When only one domain is eliminated — for example, fat — the risk may not be significant, but when multiple components are avoided, such as fat and carbohydrates, then the danger of physical complications is significantly increased.
The profile of those affected by orthorexia differs from other eating disorders in that the age group affected is much older.
This difference is hardly surprising in light of the preoccupations of these different groups, with younger women mainly concerned with appearance, while with increasing age, the focus is on health.

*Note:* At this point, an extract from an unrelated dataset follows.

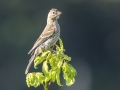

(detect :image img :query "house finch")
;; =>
[25,8,62,74]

In light of the high cost of organic and ‘health’ foods, it is hardly surprising that this condition is largely found in those who are middle class. And as with other eating disorders, lapses in diet are associated with guilt and feelings of weakness.
Ultimately, the drive behind diets is to achieve an ideal image of what we should be.
For most of us, this is healthy and our image is a proportionate, healthy one.
For those with anorexia nervosa, it is a caricatured image of a slim young woman; for the orthorexic, it is of a silk-haired, glowing nymph-like creature, protected from illness.
Both are wrong-headed and a danger to health.